According to Canada’s Food Price Report 2024, total food prices are expected to increase by 2.5 to 4.5 per cent in 2024. This means the typical Canadian family of four can expect an increase of about $700 in their annual food bill. 

Foods that will increase in price the most include bakery goods, meat and vegetables, while food prices expected to increase the least include dairy and fruit. 

Utilities

FortisBC, which provides power to some parts of the province, will raise its electricity rates by 6.74 per cent starting Jan. 1, costing the average customer about an additional $11.26 per month. 

B.C. Hydro has also applied to the B.C. Utilities Commission for a 2.3 per cent rate hike that would take effect on April 1, 2024 if approved.

With high levels of drought this year, B.C. Hydro has imported 10,000 gigawatt hours — about a fifth of the province’s energy needs — as of December 2023, for a cost of about $450 million.

The Energy Ministry says it’s the sixth year in a row that B.C. Hydro has applied for an increase below the rate of inflation.

However, British Columbians who reduce their household’s energy use by 10 per cent in 2024 compared to 2023 are eligible for up to $100 in B.C. Hydro credits under the Team Power Smart conservation challenge. 

Homes and rent

A red 'sold over asking' sign is pictured on a rainy day.
A for-sale sign is pictured outside of a home in Chilliwack, B.C., in November 2021. Homes in Greater Vancouver are expected to rise at a lower rate compared to the national average, although they remain the most expensive in Canada. (Ben Nelms/CBC)

The B.C. government announced in September it would cap the allowable rent increase at 3.5 per cent for 2024.

The province put a freeze on rent increases at the beginning of the COVID-19 pandemic.
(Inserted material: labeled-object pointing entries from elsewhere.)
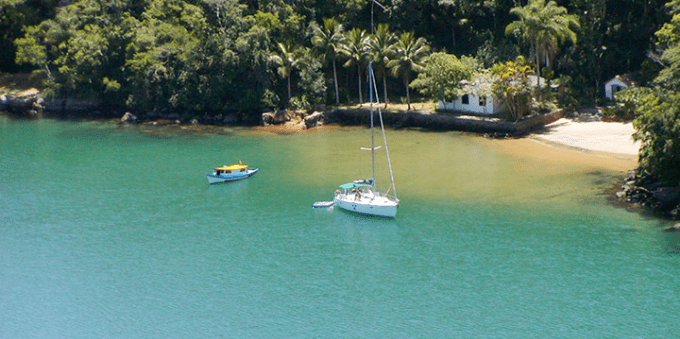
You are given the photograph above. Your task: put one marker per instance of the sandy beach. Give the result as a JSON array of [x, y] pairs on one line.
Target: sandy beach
[[587, 145], [610, 137]]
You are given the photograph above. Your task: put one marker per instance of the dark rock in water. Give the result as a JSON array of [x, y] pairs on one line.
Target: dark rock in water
[[230, 119], [281, 116], [129, 118], [314, 119], [674, 228], [267, 119], [3, 102], [667, 197]]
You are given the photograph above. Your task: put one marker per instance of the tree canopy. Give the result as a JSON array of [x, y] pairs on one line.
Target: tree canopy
[[212, 56]]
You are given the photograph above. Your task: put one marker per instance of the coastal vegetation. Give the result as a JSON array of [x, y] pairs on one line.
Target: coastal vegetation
[[215, 57]]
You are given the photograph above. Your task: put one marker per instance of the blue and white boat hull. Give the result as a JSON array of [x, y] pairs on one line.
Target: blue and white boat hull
[[218, 179]]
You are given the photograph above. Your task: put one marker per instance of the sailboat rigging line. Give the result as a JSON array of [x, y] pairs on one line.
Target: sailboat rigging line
[[374, 89]]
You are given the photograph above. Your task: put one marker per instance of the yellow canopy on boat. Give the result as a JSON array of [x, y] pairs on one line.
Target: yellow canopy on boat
[[232, 167]]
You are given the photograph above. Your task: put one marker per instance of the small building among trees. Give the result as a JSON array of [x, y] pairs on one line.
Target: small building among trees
[[618, 83], [475, 97]]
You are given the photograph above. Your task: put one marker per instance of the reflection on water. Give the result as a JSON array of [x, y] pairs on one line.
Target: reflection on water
[[494, 238]]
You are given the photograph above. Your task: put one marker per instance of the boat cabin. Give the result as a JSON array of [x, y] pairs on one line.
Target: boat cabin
[[231, 169]]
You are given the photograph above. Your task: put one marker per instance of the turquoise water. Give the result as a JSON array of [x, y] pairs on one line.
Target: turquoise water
[[111, 231]]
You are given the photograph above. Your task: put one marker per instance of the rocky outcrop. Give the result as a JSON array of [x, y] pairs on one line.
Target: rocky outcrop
[[315, 119], [639, 192], [444, 122], [674, 228], [267, 119], [129, 118]]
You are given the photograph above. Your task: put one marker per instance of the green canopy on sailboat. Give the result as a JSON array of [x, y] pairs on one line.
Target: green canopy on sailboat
[[351, 185]]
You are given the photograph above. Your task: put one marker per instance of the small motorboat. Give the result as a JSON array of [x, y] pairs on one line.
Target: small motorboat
[[229, 173]]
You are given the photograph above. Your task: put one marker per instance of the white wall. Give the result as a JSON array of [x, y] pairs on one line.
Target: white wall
[[612, 86], [492, 105]]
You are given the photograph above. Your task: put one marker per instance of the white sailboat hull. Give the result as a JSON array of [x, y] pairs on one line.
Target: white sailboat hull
[[378, 206]]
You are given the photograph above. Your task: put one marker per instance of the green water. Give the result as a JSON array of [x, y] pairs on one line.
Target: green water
[[110, 231]]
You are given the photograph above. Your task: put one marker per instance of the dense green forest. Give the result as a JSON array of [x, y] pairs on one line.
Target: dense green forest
[[217, 56], [223, 55]]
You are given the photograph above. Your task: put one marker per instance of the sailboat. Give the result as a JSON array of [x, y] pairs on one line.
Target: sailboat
[[362, 196]]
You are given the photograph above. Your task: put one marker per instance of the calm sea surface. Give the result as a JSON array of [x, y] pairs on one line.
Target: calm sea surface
[[111, 231]]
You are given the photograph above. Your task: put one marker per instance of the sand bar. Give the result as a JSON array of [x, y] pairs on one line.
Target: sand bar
[[611, 137]]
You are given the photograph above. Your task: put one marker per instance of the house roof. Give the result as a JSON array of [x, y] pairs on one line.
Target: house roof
[[627, 79], [482, 85]]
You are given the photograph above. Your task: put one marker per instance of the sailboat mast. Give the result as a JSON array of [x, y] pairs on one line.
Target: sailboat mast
[[370, 86]]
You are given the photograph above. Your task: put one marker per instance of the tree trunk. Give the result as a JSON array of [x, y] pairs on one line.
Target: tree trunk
[[385, 86], [288, 90], [538, 72], [335, 82], [408, 94], [361, 96]]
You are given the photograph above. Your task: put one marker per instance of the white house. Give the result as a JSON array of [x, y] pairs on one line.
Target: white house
[[617, 83], [475, 97]]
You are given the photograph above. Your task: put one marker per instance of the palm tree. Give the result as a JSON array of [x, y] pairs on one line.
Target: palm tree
[[381, 46], [544, 25], [286, 60], [354, 49], [409, 54], [328, 41]]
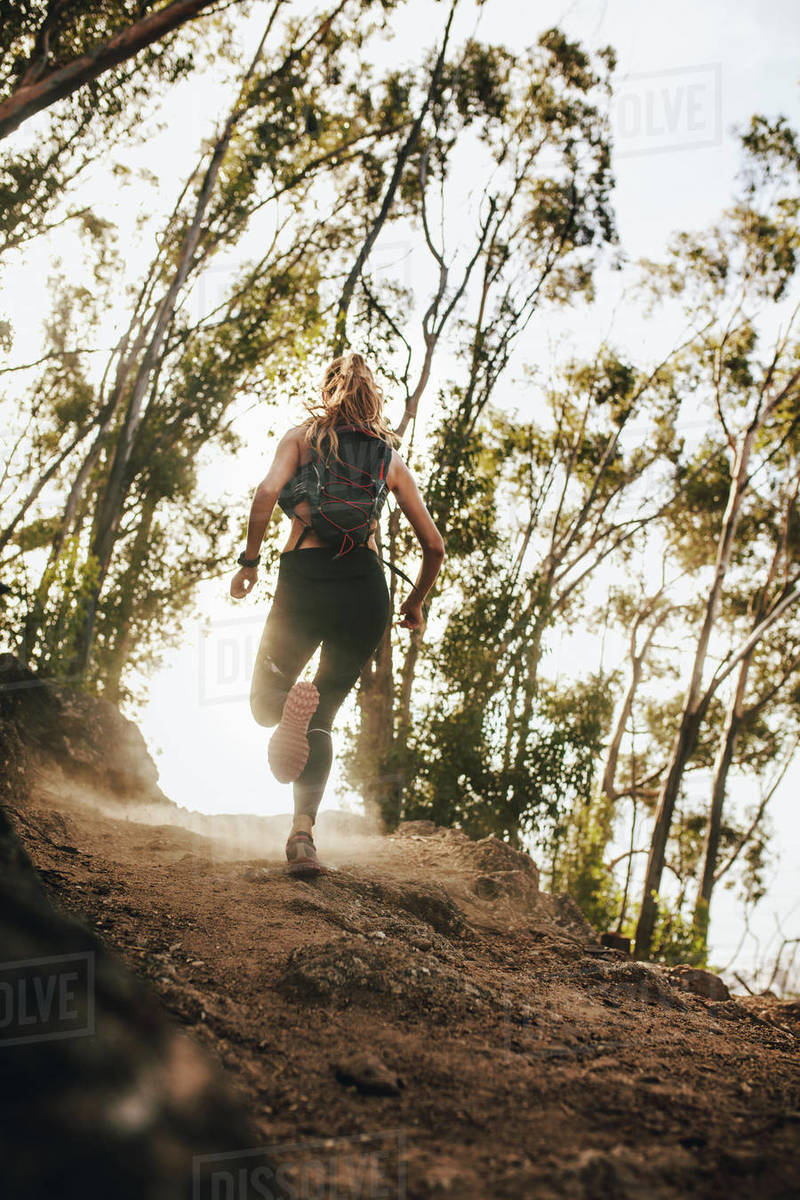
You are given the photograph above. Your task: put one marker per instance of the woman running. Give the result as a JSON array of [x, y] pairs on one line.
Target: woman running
[[331, 591]]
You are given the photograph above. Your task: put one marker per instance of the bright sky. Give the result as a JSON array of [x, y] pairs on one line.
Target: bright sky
[[687, 72]]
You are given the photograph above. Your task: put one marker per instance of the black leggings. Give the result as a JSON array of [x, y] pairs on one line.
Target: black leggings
[[341, 604]]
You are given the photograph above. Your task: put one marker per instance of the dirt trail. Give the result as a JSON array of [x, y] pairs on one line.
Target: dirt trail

It was lifted at the end of 2021, with landlords allowed to raise rents by as much as 1.5 per cent in 2022 and two per cent in 2023

Meanwhile, home prices across Canada are expected to rise by 5.5 per cent by the end of 2024, according to a market survey forecast by Royal LePage. 

In Greater Vancouver, prices are expected to rise by lower than the national average — at three per cent — although the survey has found that home prices in the area are forecasted to remain the most expensive in Canada. 

Ferry fares

Starting April 1, 2024, B.C. Ferries fare prices will increase by an average of 3.2 per cent each year for the next four years.

The Ministry of Transportation and Infrastructure announced in October provincial funding pledged earlier in the year minimized the fare increase, which would have been approximately 9.2 per cent per year without the funding.